At the table, we too drink of the cup.  We too share in a new covenant, one that no longer requires constant sacrifices in an attempt to appease God but one in which a contrite heart and faith in Christ pleases God, one where the blood of lambs has been supercede by the blood of one man, Jesus Christ.

 

And when we eat the bread and drink the cup, we do so, in Jesus’ words, “in remembrance of me.”

One of the early church leaders was man named Pelagius.  He said that in the Lord’s Table: 

Jesus left behind a last commemoration, or memorial.  This is rather like someone who, when about to go on a journey, leaves some token of himself with his loved one, so that whenever she looks at it she will be reminded of his goodness and love toward her.

 

But to share the bread and cup in remembrance of Jesus is more than simply recalling what he did long ago.  Memory, in the Jewish tradition, is more than a mental exercise.  It is no less than participating in what is remembered.  As F.F. Bruce, a New Testament scholar puts it:  “At the Passover feast the participants are one with their ancestors of the Exodus; at the Eucharist [or Lord’s Supper] Christians experience the real presence of their Lord.”  In other words, when we gather at this table, we become one with Peter and James and John and all the rest who met that night and shared bread and cup with Jesus.  We do not “remember” it as in, “oh yes, that happened long ago,” but we remember it as in, “Jesus gathered us in the upper room and around the table, where we shared in the bread, his body, and the cup, his blood.”  When we partake “in remembrance of Jesus” we share with him as surely as those who met with him that night. 

 

Finally, Paul tells us, “For as often as you eat this bread and drink this cup, you proclaim the Lord’s death until he comes.”
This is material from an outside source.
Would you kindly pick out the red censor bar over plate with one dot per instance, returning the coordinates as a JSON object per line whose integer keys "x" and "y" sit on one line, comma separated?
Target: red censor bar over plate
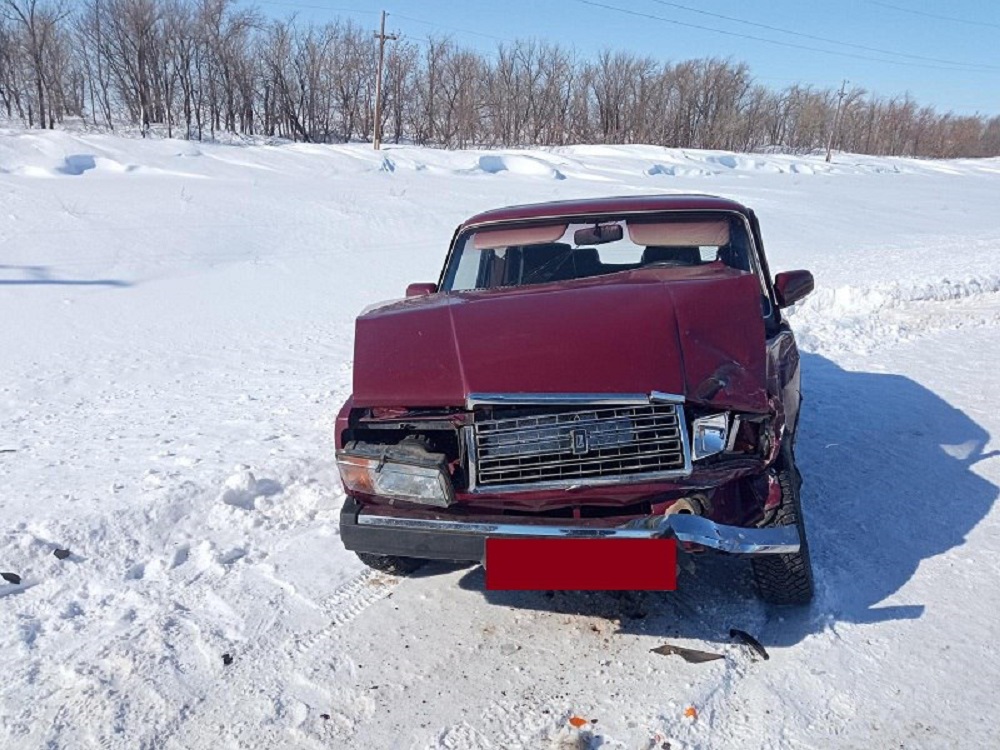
{"x": 581, "y": 564}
We could be anywhere tonight. We could be at the Town Club with delicate rolls and fine wines.  We could be at Crystal’s eating tortilla chips and drinking margaritas. We could be at McDonald’s downing French fries and Coke.  We might do so together, enjoying the company, the friendships, that we have forged in the community of faith.  We could, by doing so, witness to the joy we share as Christians.   But only the Lord’s Supper, only the meal that we celebrate as the people of God, only the meal that recalls that night in the upper room, testifies to the hope we have.  The Lord’s Supper invites us to witness to the hope we have that one day our Lord Jesus will come again.  It invites us to anticipate that day when every wrong will be righted, every injustice corrected, and every tear finally wiped away.  The Lord’s Supper is the promise that one day, in God’s good time, we will gather with Jesus and all our brothers and sisters everywhere having witnessed the end of the age and the redemption of all creation.

 

“For I received from the Lord what I also delivered to you, that the Lord Jesus on the night when he was betrayed took bread, and when he had given thanks, he broke it, and said, "This is my body which is for you. Do this in remembrance of me."  In the same way also the cup, after supper, saying, "This cup is the new covenant in my blood. Do this, as often as you drink it, in remembrance of me."  For as often as you eat this bread and drink the cup, you proclaim the Lord's death until he comes.

 

Four simple verses; verses that we have heard again and again and again.  And they can, I suppose become routine, but the depths of what they say, and the depths of the meal they grace, can never be routine for they remind us that the cost of our redemption, the cost of our peace with God, was nothing less than the body and the blood of God’s Son and our Savior, Jesus Christ.  Amen.